Faktanya hal itu hanyalah mitos sejarah yang terlalu
dibesar-besarkan, mengingat kekuasaan Belanda yang besar baru tercapai
menjelang meletusnya Perang Dunia II. Demikian diungkapkan Getrudes Johannes
Resink, seorang ahli hukum, penyair dan sejarawan dalam buku berjudul Bukan 350 Tahun Dijajah ini. Sebuah karya sejarah yang menggunakan
pendekatan hukum internasional.
Usaha menulis ulang sejarah Indonesia sejatinya telah
dimulai sejak era pendudukan Jepang, sayangnya, referensi yang digunakan masih literatur
yang sama dengan sebelumnya sehingga gagal menghadirkan fakta baru. Sementara
Resink lebih memilih menempuh jalur yang berbeda, berdasarkan data-data dari
dunia perundang-undangan dan para ahli hukum sebagai dasar penelitiannya.
Hasilnya, tidak sedikit bukti yang menunjukkan bahwa
banyak kerajaan-kerajaan dan negeri-negeri di Indonesia yang belum pernah
takluk di bawah cengkeraman tangan besi hukum Negara Hindia Belanda. Pasal 25
tahun 1836 dalam Peraturan Tata Pemerintahan Hindia Belanda menyimpulkan bahwa “di
sekitar kerajaan Hindia Belanda terdapat raja-jara Hindia yang merdeka,
meskipun berjumlah sangat sedikit.” (Halaman 64)
Pembongkaran atas perspektif sejarah yang berbasis pada
Eropasentris dan Belandasentris, menjadi langkah yang pertamakali dilakukan Resink.
Hal ini perlu dilakukan karena menurutnya, penggalian sumber-sumber baru dan
pembacaan kembali sumber-sumber lama dengan pandangan dan sikap bebas dari
mitos yang telah ditanamkan historiografi kolonial akan memberi gambaran lain
tentang masa lalu Indonesia.
Dalam buku berisi empat belas tulisan hasil riset serta
penelitiannya mengenai sejarah Indonesia ini, Resink berkesimpulan bahwa angka
350 tahun merupakan mitos yang sengaja dihembuskan oleh para politisi kolonial yang,
sayangnya, diyakini sebagai sebuah kebenaran oleh pemerintah Republik
Indonesia.

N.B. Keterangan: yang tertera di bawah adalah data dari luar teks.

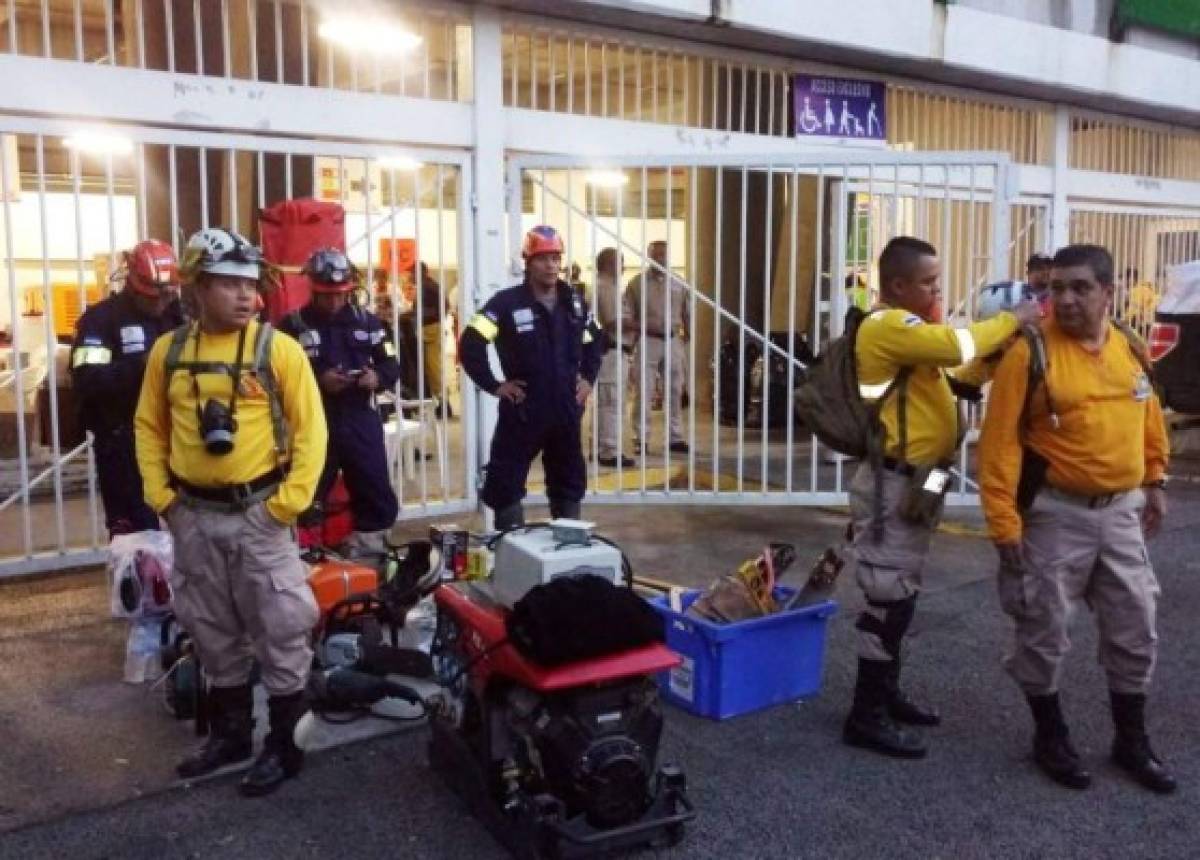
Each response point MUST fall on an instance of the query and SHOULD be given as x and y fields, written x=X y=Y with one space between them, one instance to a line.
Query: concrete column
x=804 y=206
x=489 y=190
x=1060 y=211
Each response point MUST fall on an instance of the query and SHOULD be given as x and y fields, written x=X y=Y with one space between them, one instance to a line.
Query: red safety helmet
x=150 y=268
x=329 y=270
x=541 y=240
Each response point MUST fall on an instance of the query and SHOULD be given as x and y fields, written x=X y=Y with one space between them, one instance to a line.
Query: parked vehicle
x=756 y=368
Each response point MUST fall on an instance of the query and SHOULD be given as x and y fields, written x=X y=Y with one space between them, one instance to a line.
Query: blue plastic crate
x=736 y=668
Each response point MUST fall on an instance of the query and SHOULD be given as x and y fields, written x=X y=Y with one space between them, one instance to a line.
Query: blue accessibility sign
x=839 y=107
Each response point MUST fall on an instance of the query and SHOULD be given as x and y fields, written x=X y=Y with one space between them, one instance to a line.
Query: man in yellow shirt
x=231 y=441
x=903 y=352
x=1091 y=437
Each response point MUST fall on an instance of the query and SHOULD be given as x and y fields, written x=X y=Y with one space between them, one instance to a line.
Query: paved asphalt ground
x=85 y=761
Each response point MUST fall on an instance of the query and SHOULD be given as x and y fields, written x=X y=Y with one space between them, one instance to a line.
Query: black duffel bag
x=581 y=617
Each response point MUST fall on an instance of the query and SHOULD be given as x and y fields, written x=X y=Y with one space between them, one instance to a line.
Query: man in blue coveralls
x=108 y=360
x=352 y=358
x=550 y=352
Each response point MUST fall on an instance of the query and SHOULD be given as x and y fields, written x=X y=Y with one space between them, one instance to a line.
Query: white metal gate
x=768 y=251
x=1145 y=241
x=71 y=202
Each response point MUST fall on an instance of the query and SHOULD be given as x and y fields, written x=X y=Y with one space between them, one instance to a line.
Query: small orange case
x=335 y=581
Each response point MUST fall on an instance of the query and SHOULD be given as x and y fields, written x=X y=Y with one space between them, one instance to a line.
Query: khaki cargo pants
x=1074 y=553
x=241 y=591
x=888 y=570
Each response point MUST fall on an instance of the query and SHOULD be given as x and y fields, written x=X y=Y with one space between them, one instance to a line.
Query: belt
x=1089 y=501
x=893 y=464
x=235 y=497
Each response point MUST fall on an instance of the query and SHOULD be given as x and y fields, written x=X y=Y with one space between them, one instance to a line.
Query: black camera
x=217 y=426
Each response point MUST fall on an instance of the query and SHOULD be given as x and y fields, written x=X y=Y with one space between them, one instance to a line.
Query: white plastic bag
x=142 y=649
x=138 y=572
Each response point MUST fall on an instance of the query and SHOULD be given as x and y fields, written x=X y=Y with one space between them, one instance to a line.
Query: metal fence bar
x=694 y=277
x=765 y=403
x=18 y=364
x=51 y=341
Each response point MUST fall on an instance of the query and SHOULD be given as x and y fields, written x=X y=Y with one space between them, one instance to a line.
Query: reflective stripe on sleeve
x=869 y=392
x=966 y=344
x=485 y=326
x=91 y=355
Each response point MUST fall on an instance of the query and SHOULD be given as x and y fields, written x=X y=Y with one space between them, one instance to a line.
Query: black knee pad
x=891 y=629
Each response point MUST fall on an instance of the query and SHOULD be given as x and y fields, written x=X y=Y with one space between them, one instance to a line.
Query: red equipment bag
x=291 y=230
x=337 y=524
x=334 y=581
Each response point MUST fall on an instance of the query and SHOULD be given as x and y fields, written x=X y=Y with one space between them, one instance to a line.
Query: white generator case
x=529 y=558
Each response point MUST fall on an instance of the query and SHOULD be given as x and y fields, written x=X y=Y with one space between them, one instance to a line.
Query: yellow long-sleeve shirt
x=167 y=427
x=893 y=338
x=1111 y=434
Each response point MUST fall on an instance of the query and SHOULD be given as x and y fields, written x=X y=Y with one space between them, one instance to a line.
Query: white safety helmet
x=219 y=251
x=1000 y=296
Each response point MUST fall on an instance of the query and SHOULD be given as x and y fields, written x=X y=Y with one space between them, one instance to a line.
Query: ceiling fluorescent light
x=607 y=179
x=99 y=143
x=372 y=35
x=399 y=162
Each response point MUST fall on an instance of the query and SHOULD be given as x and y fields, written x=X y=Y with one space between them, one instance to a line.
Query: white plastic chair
x=402 y=435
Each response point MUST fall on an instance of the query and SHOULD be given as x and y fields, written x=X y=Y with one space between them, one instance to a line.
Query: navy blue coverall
x=108 y=360
x=547 y=350
x=352 y=340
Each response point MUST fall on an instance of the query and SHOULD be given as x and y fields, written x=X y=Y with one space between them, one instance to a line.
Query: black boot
x=561 y=509
x=1131 y=746
x=281 y=758
x=1053 y=750
x=901 y=708
x=231 y=729
x=869 y=725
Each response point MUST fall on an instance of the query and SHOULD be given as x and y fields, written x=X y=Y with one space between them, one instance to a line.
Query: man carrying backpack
x=231 y=441
x=1072 y=479
x=903 y=352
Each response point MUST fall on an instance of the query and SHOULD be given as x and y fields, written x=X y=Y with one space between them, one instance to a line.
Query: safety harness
x=261 y=367
x=1033 y=465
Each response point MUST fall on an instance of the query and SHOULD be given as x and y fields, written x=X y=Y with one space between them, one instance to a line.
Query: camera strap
x=235 y=373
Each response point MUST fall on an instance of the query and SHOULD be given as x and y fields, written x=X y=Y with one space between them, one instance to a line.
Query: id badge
x=936 y=481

Padahal, taksiran Resink Belanda menjajah Nusantara tidak lebih dari
40 tahun.
Pada masa berlakunya undang-undang Tarif Hindia Belanda
(1873), negara-negara di nusantara dipandang sebagai subjek istimewa hukum
internasional yang dilengkapi dengan kedaulatan atau hak-hak daulat, sehingga
tidak mengherankan jika banyak sarjana hukum memandang munculnya negara-negara
tersebut dalam latarbelakang hukum antarbangsa. (Halaman 249)
Menariknya, raja-raja Hindia bukan merupakan
kekuasaan-kekuasaan asing, tetapi sebagai raja-raja Pribumi merdeka dan
berswapraja dalam wilayah Hindia Belanda yang telah mengakui ketuanan Ratu
Belanda dan menjadi raja-raja bawahan beliau, misalnya; Surakarta, Yogyakarta,
Goa, Lombok, dan lain-lain.
Kedaulatan bukan hanya dimiliki oleh negeri-negeri yang
merdeka, tetapi juga oleh para raja dan negeri-negeri yang telah melakukan
perjanjian dengan Belanda dan mengakuinya sebagai penguasa tertinggi. Raja-raja
tersebut masih berdaulat di dalam wilayahnya masing-masing.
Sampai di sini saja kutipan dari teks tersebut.